I love it, I do. Possibilities are endless. And, no, I don’t want to hear the down side. Let me glow on this one for a bit, please.
Wireless Electricity Is Here (Seriously)
By: Paul Hochman
I’m standing next to a Croatian-born American genius in a half-empty office in Watertown, Massachusetts, and I’m about to be fried to a crisp. Or I’m about to witness the greatest advance in electrical science in a hundred years. Maybe both.
Either way, all I can think of is my electrician, Billy Sullivan. Sullivan has 11 tattoos and a voice marinated in Jack Daniels. During my recent home renovation, he roared at me when I got too close to his open electrical panel: “I’m the Juice Man!” he shouted. “Stay the hell away from my juice!”
He was right. Only gods mess with electrons. Only a fool would shoot them into the air. And yet, I’m in a conference room with a scientist who is going to let 120 volts fly out of the wall, on purpose.
“Don’t worry,” says the MIT assistant professor and a 2008 MacArthur genius-grant winner, Marin Soljacic (pronounced SOLE-ya-cheech), who designed the box he’s about to turn on. “You will be okay.”
We both shift our gaze to an unplugged Toshiba television set sitting 5 feet away on a folding table. He’s got to be kidding: There is no power cord attached to it. It’s off. Dark.
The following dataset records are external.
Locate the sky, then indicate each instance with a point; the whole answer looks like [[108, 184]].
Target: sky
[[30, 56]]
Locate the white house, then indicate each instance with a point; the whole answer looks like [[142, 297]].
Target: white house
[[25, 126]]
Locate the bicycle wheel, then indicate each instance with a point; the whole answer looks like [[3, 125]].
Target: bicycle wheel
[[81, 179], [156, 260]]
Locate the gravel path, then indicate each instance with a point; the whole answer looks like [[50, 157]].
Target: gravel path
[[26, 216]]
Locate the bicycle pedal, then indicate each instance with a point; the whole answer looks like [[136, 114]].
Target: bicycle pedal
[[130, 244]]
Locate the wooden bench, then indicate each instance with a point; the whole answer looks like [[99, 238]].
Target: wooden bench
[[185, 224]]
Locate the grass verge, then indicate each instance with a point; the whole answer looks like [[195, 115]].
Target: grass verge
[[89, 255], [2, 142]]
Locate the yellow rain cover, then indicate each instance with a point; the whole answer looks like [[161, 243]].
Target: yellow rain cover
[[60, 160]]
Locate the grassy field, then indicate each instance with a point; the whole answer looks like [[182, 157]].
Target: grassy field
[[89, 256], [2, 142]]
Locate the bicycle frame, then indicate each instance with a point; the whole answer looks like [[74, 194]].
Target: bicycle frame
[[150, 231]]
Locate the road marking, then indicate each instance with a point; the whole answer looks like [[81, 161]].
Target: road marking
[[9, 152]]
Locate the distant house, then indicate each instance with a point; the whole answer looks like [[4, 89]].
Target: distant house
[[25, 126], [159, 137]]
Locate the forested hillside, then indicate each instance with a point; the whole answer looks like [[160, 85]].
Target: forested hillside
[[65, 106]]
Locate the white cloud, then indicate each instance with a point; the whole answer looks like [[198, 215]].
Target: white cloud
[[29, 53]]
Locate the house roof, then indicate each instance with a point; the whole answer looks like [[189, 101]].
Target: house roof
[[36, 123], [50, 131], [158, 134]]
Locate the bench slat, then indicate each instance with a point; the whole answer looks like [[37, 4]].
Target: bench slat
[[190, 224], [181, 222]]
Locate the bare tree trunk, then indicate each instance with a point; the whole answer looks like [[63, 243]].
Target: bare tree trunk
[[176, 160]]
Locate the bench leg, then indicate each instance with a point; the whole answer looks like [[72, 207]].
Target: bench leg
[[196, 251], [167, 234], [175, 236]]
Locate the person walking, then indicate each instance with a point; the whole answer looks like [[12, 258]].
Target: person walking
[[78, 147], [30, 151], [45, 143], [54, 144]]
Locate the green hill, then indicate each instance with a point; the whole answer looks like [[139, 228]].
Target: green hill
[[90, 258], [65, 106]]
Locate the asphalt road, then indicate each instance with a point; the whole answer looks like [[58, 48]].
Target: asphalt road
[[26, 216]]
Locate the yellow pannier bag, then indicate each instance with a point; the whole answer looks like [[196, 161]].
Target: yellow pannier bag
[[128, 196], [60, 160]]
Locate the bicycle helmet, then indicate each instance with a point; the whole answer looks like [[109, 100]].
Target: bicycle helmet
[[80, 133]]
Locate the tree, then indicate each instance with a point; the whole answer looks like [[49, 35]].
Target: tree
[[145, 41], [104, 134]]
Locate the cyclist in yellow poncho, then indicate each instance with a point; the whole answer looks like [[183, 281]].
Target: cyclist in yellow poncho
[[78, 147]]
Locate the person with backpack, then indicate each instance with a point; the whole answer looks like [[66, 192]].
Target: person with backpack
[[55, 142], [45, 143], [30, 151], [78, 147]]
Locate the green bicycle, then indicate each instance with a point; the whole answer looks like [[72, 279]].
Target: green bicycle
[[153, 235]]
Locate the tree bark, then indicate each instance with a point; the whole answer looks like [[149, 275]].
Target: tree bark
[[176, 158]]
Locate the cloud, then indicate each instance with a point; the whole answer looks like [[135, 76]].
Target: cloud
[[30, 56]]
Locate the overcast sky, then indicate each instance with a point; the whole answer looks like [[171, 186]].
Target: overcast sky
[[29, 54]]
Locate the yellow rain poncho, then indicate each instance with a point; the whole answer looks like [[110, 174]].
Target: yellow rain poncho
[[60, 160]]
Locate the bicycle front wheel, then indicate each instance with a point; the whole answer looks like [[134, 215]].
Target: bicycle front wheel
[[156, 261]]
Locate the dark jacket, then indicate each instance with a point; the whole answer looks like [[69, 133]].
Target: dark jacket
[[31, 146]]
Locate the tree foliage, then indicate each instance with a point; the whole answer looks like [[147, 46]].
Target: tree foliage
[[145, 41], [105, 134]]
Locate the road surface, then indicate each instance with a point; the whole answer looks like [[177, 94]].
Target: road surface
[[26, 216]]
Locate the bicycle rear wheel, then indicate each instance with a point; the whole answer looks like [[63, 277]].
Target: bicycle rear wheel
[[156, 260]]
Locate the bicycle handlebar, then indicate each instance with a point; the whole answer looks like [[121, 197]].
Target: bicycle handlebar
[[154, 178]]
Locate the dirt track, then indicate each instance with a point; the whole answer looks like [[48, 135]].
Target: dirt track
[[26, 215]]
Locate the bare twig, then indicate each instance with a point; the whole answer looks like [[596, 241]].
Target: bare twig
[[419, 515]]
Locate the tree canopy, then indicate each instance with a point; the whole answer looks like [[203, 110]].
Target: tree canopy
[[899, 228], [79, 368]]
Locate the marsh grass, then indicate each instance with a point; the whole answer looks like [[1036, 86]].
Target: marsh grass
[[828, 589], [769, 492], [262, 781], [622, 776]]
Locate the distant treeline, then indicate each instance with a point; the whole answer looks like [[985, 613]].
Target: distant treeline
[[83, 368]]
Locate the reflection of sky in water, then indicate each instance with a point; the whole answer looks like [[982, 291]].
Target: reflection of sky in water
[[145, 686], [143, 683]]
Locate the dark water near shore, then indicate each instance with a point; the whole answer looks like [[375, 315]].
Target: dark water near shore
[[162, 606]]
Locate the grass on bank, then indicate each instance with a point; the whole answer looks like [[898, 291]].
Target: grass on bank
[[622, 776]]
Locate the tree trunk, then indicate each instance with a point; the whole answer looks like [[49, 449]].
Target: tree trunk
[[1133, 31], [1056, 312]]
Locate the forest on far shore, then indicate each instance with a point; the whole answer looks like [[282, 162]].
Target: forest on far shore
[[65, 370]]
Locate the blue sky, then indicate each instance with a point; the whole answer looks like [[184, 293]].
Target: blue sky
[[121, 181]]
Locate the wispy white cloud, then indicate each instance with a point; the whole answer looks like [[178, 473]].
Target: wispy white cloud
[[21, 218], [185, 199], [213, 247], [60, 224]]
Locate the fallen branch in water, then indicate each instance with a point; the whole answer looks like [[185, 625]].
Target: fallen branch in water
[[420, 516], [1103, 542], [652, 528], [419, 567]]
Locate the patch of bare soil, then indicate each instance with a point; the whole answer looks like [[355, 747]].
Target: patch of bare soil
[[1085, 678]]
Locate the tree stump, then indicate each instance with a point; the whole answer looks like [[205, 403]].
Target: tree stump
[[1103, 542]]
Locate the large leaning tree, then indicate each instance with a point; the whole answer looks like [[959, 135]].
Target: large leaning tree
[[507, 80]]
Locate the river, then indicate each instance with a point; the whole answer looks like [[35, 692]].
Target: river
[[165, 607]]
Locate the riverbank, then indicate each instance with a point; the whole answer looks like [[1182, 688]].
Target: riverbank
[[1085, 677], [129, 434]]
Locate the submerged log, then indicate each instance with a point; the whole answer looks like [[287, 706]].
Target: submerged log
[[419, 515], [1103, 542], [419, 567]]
Silent. “You ready?” he asks.
If Soljacic is correct — if his free-range electrons can power up this untethered TV from across a room — he will have performed a feat of physics so subtle and so profound it could change the world. It could also make him a billionaire. I hold my breath and cover my crotch. Soljacic flips the switch.
Soljacic isn’t the first man to try to power distant electronic devices by sending electrons through the air. He isn’t even the first man from the Balkans to try. Most agree that Serbian inventor Nikola Tesla, who went on to father many of the inventions that define the modern electronic era, was the first to let electrons off their leash, in 1890.
Tesla based his wireless electricity idea on a concept known as electromagnetic induction, which was discovered by Michael Faraday in 1831 and holds that electric current flowing through one wire can induce current to flow in another wire, nearby. To illustrate that principle, Tesla built two huge “World Power” towers that would broadcast current into the American air, to be received remotely by electrical devices around the globe.
Few believed it could work. And to be fair to the doubters, it didn’t, exactly. When Tesla first switched on his 200-foot-tall, 1,000,000-volt Colorado Springs tower, 130-foot-long bolts of electricity shot out of it, sparks leaped up at the toes of passersby, and the grass around the lab glowed blue. It was too much, too soon.
But strap on your rubber boots; Tesla’s dream has come true. After more than 100 years of dashed hopes, several companies are coming to market with technologies that can safely transmit power through the air — a breakthrough that portends the literal and figurative untethering of our electronic age. Until this development, after all, the phrase “mobile electronics” has been a lie: How portable is your laptop if it has to feed every four hours, like an embryo, through a cord? How mobile is your phone if it shuts down after too long away from a plug? And how flexible is your business if your production area can’t shift because you can’t move the ceiling lights?
The world is about to be cured of its attachment disorder.